By Jyoti Gulia, Bridge to India, Oct 7, 2015
India has made tremendous strides in the development of its solar sector in last 18 months. As of today, the country has a solar project pipeline of 13 GW. These are projects, for which either PPAs have already been signed or tenders are issued. Most of these projects should be commissioned by the end of 2016 or early 2017.
Southern states are most ambitious and drive solar under their own state solar policies. Telangana, Tamil Nadu, Andhra Pradesh and Karnataka jointly aim for more than 8.8 GW.
Under central allocations (National Solar Mission, Phase II), 3,600 MW are in the pipeline.
2016 will be the market’s transition year: annual solar installations could triple and India could become a top global solar market.

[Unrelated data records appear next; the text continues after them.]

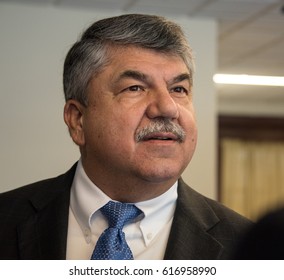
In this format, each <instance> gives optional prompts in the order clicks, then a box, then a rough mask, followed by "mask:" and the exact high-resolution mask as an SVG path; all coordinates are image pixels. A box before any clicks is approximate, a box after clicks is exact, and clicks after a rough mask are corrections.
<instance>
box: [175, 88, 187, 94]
mask: <svg viewBox="0 0 284 280" xmlns="http://www.w3.org/2000/svg"><path fill="white" fill-rule="evenodd" d="M172 92H177V93H183V94H188V90H187V89H185V88H184V87H174V88H173V89H172Z"/></svg>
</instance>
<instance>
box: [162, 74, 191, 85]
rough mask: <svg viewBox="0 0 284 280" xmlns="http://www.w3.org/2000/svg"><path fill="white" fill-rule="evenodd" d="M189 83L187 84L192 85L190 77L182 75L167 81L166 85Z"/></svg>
mask: <svg viewBox="0 0 284 280" xmlns="http://www.w3.org/2000/svg"><path fill="white" fill-rule="evenodd" d="M185 80H187V81H189V84H190V85H192V77H191V75H190V74H189V73H182V74H180V75H178V76H176V77H174V78H173V79H171V80H170V81H169V83H168V84H176V83H179V82H182V81H185Z"/></svg>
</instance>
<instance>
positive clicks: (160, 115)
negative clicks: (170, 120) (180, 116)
mask: <svg viewBox="0 0 284 280" xmlns="http://www.w3.org/2000/svg"><path fill="white" fill-rule="evenodd" d="M146 113H147V116H148V117H149V118H150V119H152V118H158V117H164V118H169V119H177V118H178V117H179V110H178V104H177V103H176V102H175V100H174V99H173V97H172V96H171V94H170V92H169V91H168V90H167V89H163V90H161V89H160V90H153V91H151V93H150V96H149V103H148V107H147V112H146Z"/></svg>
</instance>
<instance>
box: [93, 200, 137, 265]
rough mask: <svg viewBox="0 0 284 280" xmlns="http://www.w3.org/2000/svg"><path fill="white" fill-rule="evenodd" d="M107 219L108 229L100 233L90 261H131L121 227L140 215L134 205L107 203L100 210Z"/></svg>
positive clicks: (134, 205) (108, 202)
mask: <svg viewBox="0 0 284 280" xmlns="http://www.w3.org/2000/svg"><path fill="white" fill-rule="evenodd" d="M100 210H101V212H102V214H103V215H104V216H105V217H106V218H107V220H108V224H109V227H108V228H107V229H106V230H105V231H104V232H103V233H102V235H101V236H100V238H99V239H98V241H97V244H96V247H95V249H94V252H93V254H92V257H91V259H92V260H133V255H132V252H131V250H130V248H129V247H128V245H127V243H126V240H125V234H124V232H123V231H122V228H123V226H124V225H125V224H126V223H128V222H130V221H131V220H133V219H135V218H136V217H137V216H138V215H139V214H141V213H142V211H141V210H139V209H138V208H137V207H136V206H135V205H133V204H128V203H120V202H113V201H110V202H108V203H107V204H106V205H105V206H103V207H102V208H101V209H100Z"/></svg>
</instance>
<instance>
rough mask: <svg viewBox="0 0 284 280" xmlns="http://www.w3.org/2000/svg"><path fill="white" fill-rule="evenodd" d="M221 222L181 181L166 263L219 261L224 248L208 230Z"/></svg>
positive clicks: (165, 256) (194, 194) (203, 199)
mask: <svg viewBox="0 0 284 280" xmlns="http://www.w3.org/2000/svg"><path fill="white" fill-rule="evenodd" d="M218 222H219V219H218V218H217V216H216V215H215V213H214V212H213V211H212V210H211V209H210V208H209V207H208V205H207V203H206V202H205V201H204V199H203V197H202V196H201V195H200V194H198V193H196V192H195V191H194V190H192V189H191V188H190V187H188V186H187V185H186V184H185V183H184V182H183V181H182V180H180V182H179V187H178V200H177V206H176V211H175V215H174V219H173V224H172V229H171V233H170V236H169V240H168V245H167V249H166V253H165V257H164V258H165V259H183V260H189V259H193V260H198V259H218V258H219V257H220V255H221V254H222V250H223V247H222V245H221V244H220V243H219V242H218V241H217V240H216V239H214V238H213V237H212V236H211V235H210V234H208V232H207V231H208V230H209V229H210V228H212V227H213V226H214V225H216V224H217V223H218Z"/></svg>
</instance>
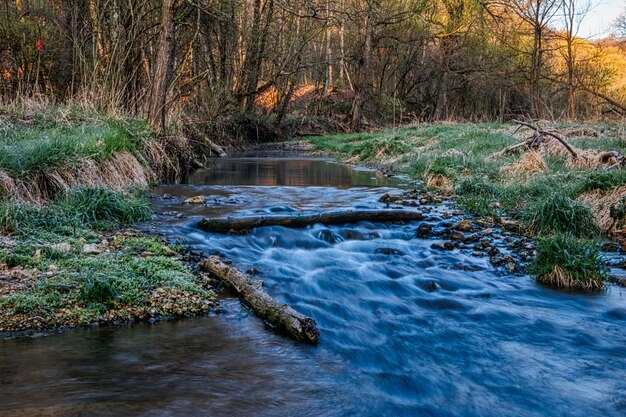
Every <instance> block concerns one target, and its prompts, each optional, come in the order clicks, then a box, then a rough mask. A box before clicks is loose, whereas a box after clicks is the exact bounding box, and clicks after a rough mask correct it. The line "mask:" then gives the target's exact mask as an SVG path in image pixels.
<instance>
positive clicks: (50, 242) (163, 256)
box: [0, 187, 213, 327]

Figure 1: State wise new capacity additions expected, MW, as on September 30, 2015
Expected state wise new capacity additions
Seeing the current pace of development, almost 50% of the cumulative solar capacity expected to be installed by 2017 will be in four southern states including, Telangana, Andhra Pradesh, Tamil Nadu and Karnataka, leaving behind Rajasthan and Gujarat.
Southern states are more aggressive because they still have the highest power deficits (in 2014-15, 6-7 per cent of peak deficit and expected to be 19.8% for 2015-16). The crisis is primarily the result of the ongoing slump in fresh thermal capacity addition, a historic dip in hydro reservoir levels feeding southern stations and decline in gas supply. Therefore these states see solar as a viable and attractive option as solar can be built up very rapidly and is driven mostly by private investment.
Other key reason is that the southern grid is connected to the eastern and western regions through asynchronous links, severely limiting the power transfer capacity. The transfer capacity between the western and the southern regions stands at 1,520 MW against 4,220 MW between the western and northern regions and 4,390 MW between the western and eastern regions. Because of this solar has increasingly started playing an important role in these regions and is expected to remain so in next 2-3 years also.